Cancer et soin de soi : la nouvelle donne

David Servan-Schreiber – Psychologies magazine – Mai 2008

Depuis des années, on entend dire que le cancer est avant tout une maladie des gènes. C’est en partie vrai, mais nos comportements aussi peuvent lutter contre la maladie. Il est avéré que le cancer se développe à partir d’un code génétique anormal. Le plus souvent en raison d’une exposition à des toxines qui attaquent l’ADN (tabac, alcool, radiations, amiante, benzène…). Beaucoup plus rarement à cause des gènes défectueux hérités de ses parents. Il est également exact que le cancer se transmet dans les familles d’une génération à une

C’est pourquoi votre médecin vous demande s’il y a eu des cas dans votre entourage proche lorsqu’il évalue vos risques de développer la maladie. Mais on sait aujourd’hui que cette transmission vient surtout des habitudes de vie qui se perpétuent d’une génération à l’autre, et non des gènes !

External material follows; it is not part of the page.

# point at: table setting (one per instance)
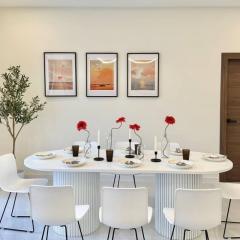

De fait, les enfants adoptés à la naissance et dont les parents sont morts très jeunes d’un cancer (avant 50 ans) ont le risque de développer la maladie de leurs parents adoptifs, et non de leurs parents biologiques (« Genetic and environmental influences on premature death in adult adoptees » de T.I. Sorensen, G.G. Nielsen, P.K. Andersen et T.W. Teasdale, in The New England Journal of Medicine, 24 mars 1988) ! Deux études récentes (2) sont venues confirmer le rôle prépondérant de quatre règles d’hygiène de vie très simples en matière de prévention du cancer.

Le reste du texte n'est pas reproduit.